Greece finally has a deal. We don’t know if this is agreed upon in pure exhaustion after 17 hours of negotiations, but it’s something that involved total capitulation by Greece. It is even worse than the deal that Greece was getting earlier (before the referendum).
It gives Tsipras, the Greek PM, three days to get the major demands passed through the Greek parliament. We saw a few things earlier, in our post, which I’ll paste here:
What Now?
By July 15, Tsipras must do the following, through parliament:
- they have to raise the sales tax, and cut pensions.
- Any misses in the deficit/surplus expected will automatically trigger some very specific spending cuts
- Greece must keep the statistics and the privatization piece completely independent of the Greek government (or limit the influence)
Once this is done, the parliaments of Germany, Austria, Holland, Finland and others that previously opposed a deal will have to say okay to doing the bailout.
Only then with the ESM actually even meet to discuss the bailout specifics. Meanwhile Tsipras has to again negotiate for bridge financing to pay the ECB for what is due on July 20th.
We Doubt These Are Acceptable to the Greek People
There’s something strange going on. The Greek people just refused a lower level of austerity (in the earlier deal offer) and now they will be told to accept much more austerity and humiliation? For an alternative that must actually sound good in comparison — the Grexit and the printing of a new drachma?
I think this is very very strange, and Tsipras has got to have more cards up his sleeve. This doesn’t happen to a person who has played his cards well, and I think there’s much more to this. It’s very strange to see someone go down so badly.
As much as he’s probably pissed off the Greek people by agreeing to such a rancid deal, the idea could be to get sympathy from the rest of the world. You simply do not humiliate a country like this, not in peacetime negotiations. If the sympathy card works, then belligerence will be forthcoming within a day or two, and Tsipras will show a different face in a while.

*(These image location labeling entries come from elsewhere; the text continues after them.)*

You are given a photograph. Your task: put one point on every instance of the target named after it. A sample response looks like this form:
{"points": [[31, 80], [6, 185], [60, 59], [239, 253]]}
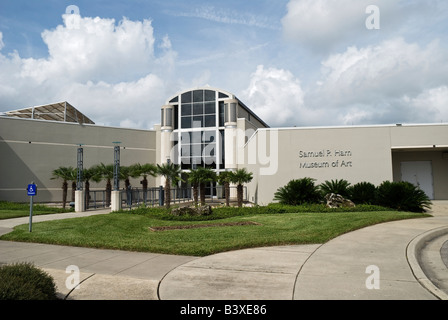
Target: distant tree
{"points": [[66, 174], [144, 170], [240, 177], [224, 179], [90, 174], [172, 173], [298, 191], [107, 173]]}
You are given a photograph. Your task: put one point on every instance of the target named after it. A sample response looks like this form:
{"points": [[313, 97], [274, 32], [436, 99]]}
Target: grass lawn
{"points": [[10, 210], [130, 231]]}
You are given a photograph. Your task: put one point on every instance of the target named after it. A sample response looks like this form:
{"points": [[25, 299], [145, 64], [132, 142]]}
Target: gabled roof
{"points": [[60, 111]]}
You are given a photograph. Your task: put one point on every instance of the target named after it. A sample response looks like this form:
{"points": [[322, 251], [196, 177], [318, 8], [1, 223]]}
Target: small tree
{"points": [[240, 177], [107, 173], [194, 178], [362, 193], [224, 179], [340, 187], [298, 191], [172, 173], [207, 176], [144, 170], [66, 174], [90, 174]]}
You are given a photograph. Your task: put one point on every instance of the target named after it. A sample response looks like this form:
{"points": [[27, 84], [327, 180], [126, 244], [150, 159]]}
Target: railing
{"points": [[155, 196]]}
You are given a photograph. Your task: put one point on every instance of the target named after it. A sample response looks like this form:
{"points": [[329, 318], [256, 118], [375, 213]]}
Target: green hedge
{"points": [[23, 281], [403, 196]]}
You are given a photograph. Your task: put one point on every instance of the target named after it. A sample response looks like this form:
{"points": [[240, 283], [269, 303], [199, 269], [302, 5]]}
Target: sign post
{"points": [[31, 191]]}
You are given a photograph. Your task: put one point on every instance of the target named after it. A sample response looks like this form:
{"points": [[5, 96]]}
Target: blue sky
{"points": [[315, 60]]}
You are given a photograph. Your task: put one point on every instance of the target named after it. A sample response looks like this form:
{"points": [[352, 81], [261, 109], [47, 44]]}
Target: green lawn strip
{"points": [[126, 231], [9, 210]]}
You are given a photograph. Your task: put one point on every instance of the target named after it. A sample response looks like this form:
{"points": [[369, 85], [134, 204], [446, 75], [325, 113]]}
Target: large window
{"points": [[199, 148], [198, 109]]}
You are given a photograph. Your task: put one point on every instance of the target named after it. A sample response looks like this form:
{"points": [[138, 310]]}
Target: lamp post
{"points": [[116, 194], [80, 198], [80, 163], [116, 165]]}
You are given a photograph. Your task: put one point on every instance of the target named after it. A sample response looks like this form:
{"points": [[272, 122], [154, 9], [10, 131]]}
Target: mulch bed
{"points": [[193, 226]]}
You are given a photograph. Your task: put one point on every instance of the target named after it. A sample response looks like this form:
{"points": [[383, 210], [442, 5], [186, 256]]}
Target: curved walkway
{"points": [[375, 262], [395, 260]]}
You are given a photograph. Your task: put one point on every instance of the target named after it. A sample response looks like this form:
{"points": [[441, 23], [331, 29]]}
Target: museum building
{"points": [[208, 127]]}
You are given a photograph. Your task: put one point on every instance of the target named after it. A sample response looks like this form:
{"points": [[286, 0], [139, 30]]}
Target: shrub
{"points": [[335, 186], [298, 191], [362, 193], [23, 281], [403, 196]]}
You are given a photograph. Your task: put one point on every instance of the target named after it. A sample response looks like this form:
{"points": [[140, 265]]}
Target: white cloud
{"points": [[1, 41], [386, 83], [108, 70], [229, 17], [321, 25], [276, 96]]}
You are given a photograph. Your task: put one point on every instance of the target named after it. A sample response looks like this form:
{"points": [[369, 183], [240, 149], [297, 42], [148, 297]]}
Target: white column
{"points": [[115, 201], [80, 199]]}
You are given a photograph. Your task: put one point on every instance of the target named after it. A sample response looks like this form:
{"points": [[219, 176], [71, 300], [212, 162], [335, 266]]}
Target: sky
{"points": [[293, 62]]}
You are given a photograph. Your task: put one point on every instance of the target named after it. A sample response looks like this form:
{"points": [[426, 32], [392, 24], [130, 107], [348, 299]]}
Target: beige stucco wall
{"points": [[31, 149]]}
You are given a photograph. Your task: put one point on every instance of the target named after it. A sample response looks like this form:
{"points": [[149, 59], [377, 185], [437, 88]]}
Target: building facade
{"points": [[207, 127]]}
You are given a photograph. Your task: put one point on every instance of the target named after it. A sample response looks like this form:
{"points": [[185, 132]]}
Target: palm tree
{"points": [[240, 177], [144, 170], [224, 179], [194, 178], [172, 173], [107, 173], [199, 177], [208, 175], [66, 174], [74, 180]]}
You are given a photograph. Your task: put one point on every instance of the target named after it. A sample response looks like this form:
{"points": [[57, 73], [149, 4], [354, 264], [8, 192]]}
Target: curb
{"points": [[412, 251]]}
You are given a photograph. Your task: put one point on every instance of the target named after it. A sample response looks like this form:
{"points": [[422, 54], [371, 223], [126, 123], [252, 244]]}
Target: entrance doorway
{"points": [[419, 173]]}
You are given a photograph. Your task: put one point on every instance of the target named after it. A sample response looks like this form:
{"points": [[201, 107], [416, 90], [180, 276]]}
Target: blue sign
{"points": [[31, 190]]}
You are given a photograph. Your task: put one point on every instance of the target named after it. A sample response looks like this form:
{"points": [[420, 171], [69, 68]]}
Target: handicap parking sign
{"points": [[31, 190]]}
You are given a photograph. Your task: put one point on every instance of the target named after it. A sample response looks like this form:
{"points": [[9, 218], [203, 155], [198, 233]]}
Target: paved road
{"points": [[403, 258]]}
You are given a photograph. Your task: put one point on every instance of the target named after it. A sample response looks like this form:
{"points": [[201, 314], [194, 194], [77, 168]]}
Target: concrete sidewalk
{"points": [[406, 256], [398, 251]]}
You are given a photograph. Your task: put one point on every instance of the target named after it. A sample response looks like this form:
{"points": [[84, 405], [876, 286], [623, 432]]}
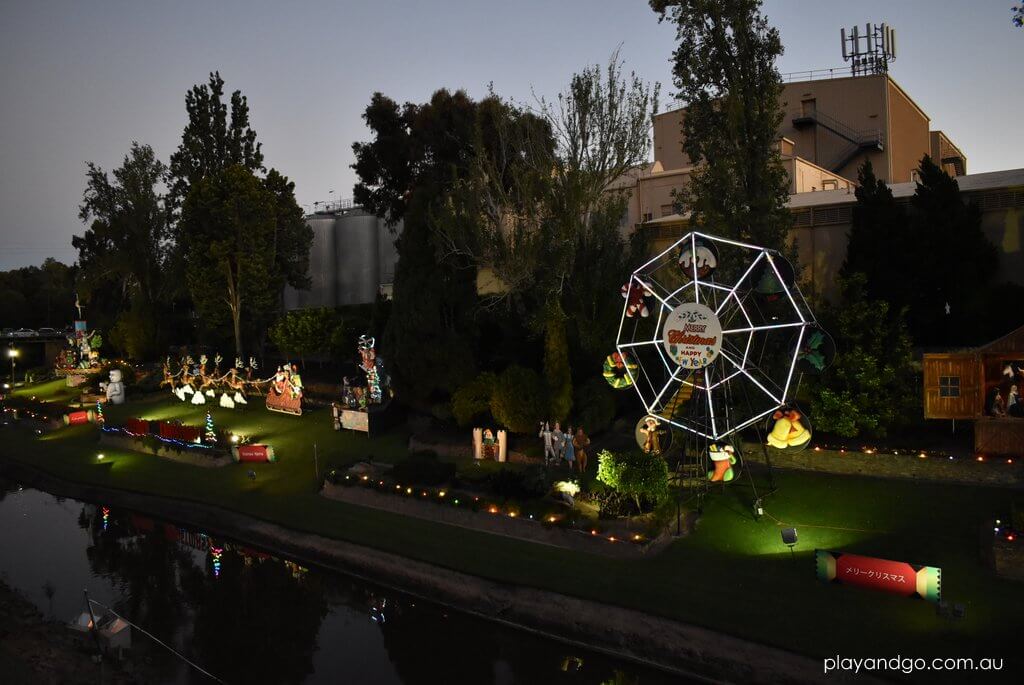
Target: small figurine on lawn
{"points": [[581, 442]]}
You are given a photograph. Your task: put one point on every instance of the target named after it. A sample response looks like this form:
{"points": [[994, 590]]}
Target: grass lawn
{"points": [[732, 574]]}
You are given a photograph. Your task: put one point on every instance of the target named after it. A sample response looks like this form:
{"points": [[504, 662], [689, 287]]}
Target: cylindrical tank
{"points": [[356, 243]]}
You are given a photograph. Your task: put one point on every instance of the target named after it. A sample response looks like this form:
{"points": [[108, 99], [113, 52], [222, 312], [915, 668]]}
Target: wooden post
{"points": [[94, 629]]}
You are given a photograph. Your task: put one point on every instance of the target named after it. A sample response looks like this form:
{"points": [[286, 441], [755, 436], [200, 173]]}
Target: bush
{"points": [[595, 404], [644, 478], [472, 400], [517, 399], [423, 468]]}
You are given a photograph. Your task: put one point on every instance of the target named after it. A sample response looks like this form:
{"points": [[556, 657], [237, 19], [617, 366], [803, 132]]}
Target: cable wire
{"points": [[160, 642]]}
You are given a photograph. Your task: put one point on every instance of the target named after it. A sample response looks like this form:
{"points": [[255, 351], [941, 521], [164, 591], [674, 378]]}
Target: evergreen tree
{"points": [[228, 226], [951, 263], [417, 153], [880, 243], [214, 138], [557, 374], [724, 68]]}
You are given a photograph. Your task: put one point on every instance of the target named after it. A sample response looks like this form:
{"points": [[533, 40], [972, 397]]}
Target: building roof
{"points": [[1012, 343], [968, 183]]}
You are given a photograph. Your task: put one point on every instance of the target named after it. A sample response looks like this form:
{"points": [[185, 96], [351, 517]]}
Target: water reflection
{"points": [[249, 616]]}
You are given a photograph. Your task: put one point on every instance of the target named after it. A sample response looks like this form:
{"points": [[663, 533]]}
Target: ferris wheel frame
{"points": [[715, 428]]}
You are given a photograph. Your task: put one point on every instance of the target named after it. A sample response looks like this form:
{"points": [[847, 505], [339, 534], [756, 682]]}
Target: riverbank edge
{"points": [[652, 641]]}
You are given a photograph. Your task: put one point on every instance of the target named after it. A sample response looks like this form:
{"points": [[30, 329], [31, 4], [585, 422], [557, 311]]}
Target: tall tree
{"points": [[724, 68], [123, 253], [952, 263], [228, 222], [214, 138], [542, 214], [880, 244], [415, 156], [870, 388]]}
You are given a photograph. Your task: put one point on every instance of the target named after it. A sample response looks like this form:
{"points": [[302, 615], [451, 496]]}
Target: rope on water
{"points": [[160, 642]]}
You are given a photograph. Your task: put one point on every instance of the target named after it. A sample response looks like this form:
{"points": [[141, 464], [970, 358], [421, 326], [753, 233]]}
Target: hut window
{"points": [[948, 386]]}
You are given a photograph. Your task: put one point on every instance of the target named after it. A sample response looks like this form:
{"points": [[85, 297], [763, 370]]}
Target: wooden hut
{"points": [[983, 385]]}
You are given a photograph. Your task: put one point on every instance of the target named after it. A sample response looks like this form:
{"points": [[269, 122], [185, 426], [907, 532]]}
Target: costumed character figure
{"points": [[558, 440], [168, 377], [617, 370], [998, 405], [545, 434], [788, 430], [652, 435], [1014, 405], [635, 303], [294, 382], [280, 381], [238, 385], [368, 362], [581, 442], [568, 451], [487, 443], [116, 388], [724, 459], [348, 393]]}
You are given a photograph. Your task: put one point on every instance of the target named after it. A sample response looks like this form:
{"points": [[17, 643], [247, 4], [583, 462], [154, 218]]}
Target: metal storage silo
{"points": [[356, 257]]}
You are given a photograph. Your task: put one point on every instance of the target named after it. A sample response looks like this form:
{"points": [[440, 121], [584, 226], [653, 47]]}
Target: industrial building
{"points": [[834, 121], [352, 258]]}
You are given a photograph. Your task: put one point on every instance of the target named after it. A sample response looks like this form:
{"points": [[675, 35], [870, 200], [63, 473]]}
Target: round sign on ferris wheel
{"points": [[714, 330], [692, 335]]}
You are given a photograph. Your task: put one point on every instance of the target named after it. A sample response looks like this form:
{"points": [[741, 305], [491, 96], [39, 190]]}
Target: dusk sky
{"points": [[82, 80]]}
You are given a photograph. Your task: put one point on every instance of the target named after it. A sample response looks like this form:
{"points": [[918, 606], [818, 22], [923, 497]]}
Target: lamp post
{"points": [[12, 353]]}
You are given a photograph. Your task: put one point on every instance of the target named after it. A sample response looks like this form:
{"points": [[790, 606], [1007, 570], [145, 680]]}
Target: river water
{"points": [[251, 617]]}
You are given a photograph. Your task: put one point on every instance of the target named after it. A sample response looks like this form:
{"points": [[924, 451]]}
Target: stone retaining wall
{"points": [[501, 523]]}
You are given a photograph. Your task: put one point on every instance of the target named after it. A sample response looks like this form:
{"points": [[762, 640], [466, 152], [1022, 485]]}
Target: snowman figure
{"points": [[116, 388]]}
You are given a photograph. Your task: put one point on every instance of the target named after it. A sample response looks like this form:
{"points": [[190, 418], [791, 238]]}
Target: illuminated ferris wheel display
{"points": [[714, 333]]}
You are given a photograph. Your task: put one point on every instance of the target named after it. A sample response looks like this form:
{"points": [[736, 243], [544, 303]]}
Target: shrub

Think about it: what has emerged is that the Eurozone wants to permanently cripple Greece. This much is obvious. And if that is clear, then the only way to get out of this situation is to say: “I wanted to see what they really wanted from us. We are going to exit, because even half of this is unacceptable to us”. However, this is looking increasingly unlikely.
The situations that might happen:
- Greece sees a revolt either within Syriza or with the people, and the government resigns rather than sign such a deal. The resulting situation will be to have a temporary government whose composition will determine if it will sign anything or not.
- Tsipras is able to convince the rest of Syriza and Greece that this is indeed the best thing to happen, and the deal is done. Then in a few weeks and months, we see little tiny revolts all along the way and Greek keeps falling into a situation where eventually this whole deal collapses anyhow.
- Tsipras revolts against Europe and says Grexit anyhow. Big drama happens but over the next few months things smoothen out.
There is literally no case for steady growth for the country. The debt is unsustainable so nothing will change anything unless there is a debt reduction – and that will happen, whether forcibly or voluntarily. The question is when: and they’ve kicked the can down the road for four years already.
We see this as a terrible precedent for international relations. Yes, there has been a deal, but it is so one sided, that we are fairly sure residents in Portugal, Spain, Ireland and Italy will be horrified that this could happen to them. Germany is probably betting that public memory is short, and it might just turn out that it is not.